Create numpy matrix filled with NaNs

Question:

I have the following code:

r = numpy.zeros(shape = (width, height, 9))

It creates a width x height x 9 matrix filled with zeros. Instead, I’d like to know if there’s a function or way to initialize them instead to NaNs in an easy way.

Asked By: devoured elysium

||

Answers:

Are you familiar with numpy.nan?

You can create your own method such as:

def nans(shape, dtype=float):
    a = numpy.empty(shape, dtype)
    a.fill(numpy.nan)
    return a

Then

nans([3,4])

would output

array([[ NaN,  NaN,  NaN,  NaN],
       [ NaN,  NaN,  NaN,  NaN],
       [ NaN,  NaN,  NaN,  NaN]])

I found this code in a mailing list thread.

Answered By: Jorge Israel Peña

You rarely need loops for vector operations in numpy.
You can create an uninitialized array and assign to all entries at once:

>>> a = numpy.empty((3,3,))
>>> a[:] = numpy.nan
>>> a
array([[ NaN,  NaN,  NaN],
       [ NaN,  NaN,  NaN],
       [ NaN,  NaN,  NaN]])

I have timed the alternatives a[:] = numpy.nan here and a.fill(numpy.nan) as posted by Blaenk:

$ python -mtimeit "import numpy as np; a = np.empty((100,100));" "a.fill(np.nan)"
10000 loops, best of 3: 54.3 usec per loop
$ python -mtimeit "import numpy as np; a = np.empty((100,100));" "a[:] = np.nan" 
10000 loops, best of 3: 88.8 usec per loop

The timings show a preference for ndarray.fill(..) as the faster alternative. OTOH, I like numpy’s convenience implementation where you can assign values to whole slices at the time, the code’s intention is very clear.

Note that ndarray.fill performs its operation in-place, so numpy.empty((3,3,)).fill(numpy.nan) will instead return None.

Answered By: u0b34a0f6ae

Another option is to use numpy.full, an option available in NumPy 1.8+

a = np.full([height, width, 9], np.nan)

This is pretty flexible and you can fill it with any other number that you want.

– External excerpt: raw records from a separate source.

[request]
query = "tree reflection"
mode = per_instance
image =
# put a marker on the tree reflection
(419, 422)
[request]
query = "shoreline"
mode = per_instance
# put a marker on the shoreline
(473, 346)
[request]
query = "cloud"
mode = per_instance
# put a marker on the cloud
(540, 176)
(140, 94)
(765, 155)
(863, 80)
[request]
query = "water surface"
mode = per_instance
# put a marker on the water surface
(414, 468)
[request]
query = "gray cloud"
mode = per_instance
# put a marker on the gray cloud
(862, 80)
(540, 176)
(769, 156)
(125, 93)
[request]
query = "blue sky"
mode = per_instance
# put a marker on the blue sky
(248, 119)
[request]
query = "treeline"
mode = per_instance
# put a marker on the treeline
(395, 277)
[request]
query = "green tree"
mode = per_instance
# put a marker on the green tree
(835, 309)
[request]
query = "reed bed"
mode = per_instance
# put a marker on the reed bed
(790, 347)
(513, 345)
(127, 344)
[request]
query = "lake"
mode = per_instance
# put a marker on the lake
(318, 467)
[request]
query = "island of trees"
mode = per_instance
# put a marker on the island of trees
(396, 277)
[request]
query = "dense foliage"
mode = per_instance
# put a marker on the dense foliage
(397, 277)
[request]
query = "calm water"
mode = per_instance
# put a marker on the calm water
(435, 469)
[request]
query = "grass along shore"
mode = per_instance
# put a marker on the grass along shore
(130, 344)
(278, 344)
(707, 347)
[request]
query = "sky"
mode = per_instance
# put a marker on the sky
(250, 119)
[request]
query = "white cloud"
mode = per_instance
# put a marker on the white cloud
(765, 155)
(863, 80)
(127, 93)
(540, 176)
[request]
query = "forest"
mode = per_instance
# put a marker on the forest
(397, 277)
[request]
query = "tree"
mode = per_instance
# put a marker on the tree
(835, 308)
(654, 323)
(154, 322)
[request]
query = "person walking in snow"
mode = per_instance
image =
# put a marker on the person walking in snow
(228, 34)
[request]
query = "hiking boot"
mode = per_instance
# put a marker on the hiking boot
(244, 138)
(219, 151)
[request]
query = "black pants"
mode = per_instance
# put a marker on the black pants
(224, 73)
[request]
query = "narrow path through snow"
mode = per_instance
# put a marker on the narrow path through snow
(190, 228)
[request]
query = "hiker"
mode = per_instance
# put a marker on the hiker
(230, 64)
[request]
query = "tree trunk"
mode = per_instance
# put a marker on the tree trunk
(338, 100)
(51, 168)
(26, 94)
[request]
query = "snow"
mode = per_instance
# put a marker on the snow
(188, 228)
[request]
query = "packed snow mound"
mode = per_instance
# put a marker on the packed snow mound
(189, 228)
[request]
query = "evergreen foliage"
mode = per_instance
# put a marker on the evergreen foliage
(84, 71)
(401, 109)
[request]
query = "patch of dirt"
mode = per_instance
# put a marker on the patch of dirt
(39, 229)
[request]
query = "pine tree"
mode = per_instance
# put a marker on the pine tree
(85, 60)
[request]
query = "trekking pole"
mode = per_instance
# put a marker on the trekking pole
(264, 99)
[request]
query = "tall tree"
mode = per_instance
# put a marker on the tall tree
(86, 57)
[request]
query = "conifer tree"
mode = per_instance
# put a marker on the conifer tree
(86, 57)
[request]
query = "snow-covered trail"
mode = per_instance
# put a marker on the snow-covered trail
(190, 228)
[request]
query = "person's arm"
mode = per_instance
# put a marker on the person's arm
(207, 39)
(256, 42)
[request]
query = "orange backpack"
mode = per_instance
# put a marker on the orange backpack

Answered By: Pietro Biroli

You can always use multiplication if you don’t immediately recall the .empty or .full methods:

>>> np.nan * np.ones(shape=(3,2))
array([[ nan,  nan],
       [ nan,  nan],
       [ nan,  nan]])

Of course it works with any other numerical value as well:

>>> 42 * np.ones(shape=(3,2))
array([[ 42,  42],
       [ 42,  42],
       [ 42, 42]])

But the @u0b34a0f6ae’s accepted answer is 3x faster (CPU cycles, not brain cycles to remember numpy syntax ;):

$ python -mtimeit "import numpy as np; X = np.empty((100,100));" "X[:] = np.nan;"
100000 loops, best of 3: 8.9 usec per loop
(predict)laneh@predict:~/src/predict/predict/webapp$ master
$ python -mtimeit "import numpy as np; X = np.ones((100,100));" "X *= np.nan;"
10000 loops, best of 3: 24.9 usec per loop
Answered By: hobs

As said, numpy.empty() is the way to go. However, for objects, fill() might not do exactly what you think it does:

In[36]: a = numpy.empty(5,dtype=object)
In[37]: a.fill([])
In[38]: a
Out[38]: array([[], [], [], [], []], dtype=object)
In[39]: a[0].append(4)
In[40]: a
Out[40]: array([[4], [4], [4], [4], [4]], dtype=object)

One way around can be e.g.:

In[41]: a = numpy.empty(5,dtype=object)
In[42]: a[:]= [ [] for x in range(5)]
In[43]: a[0].append(4)
In[44]: a
Out[44]: array([[4], [], [], [], []], dtype=object)
Answered By: ntg

I compared the suggested alternatives for speed and found that, for large enough vectors/matrices to fill, all alternatives except val * ones and array(n * [val]) are equally fast.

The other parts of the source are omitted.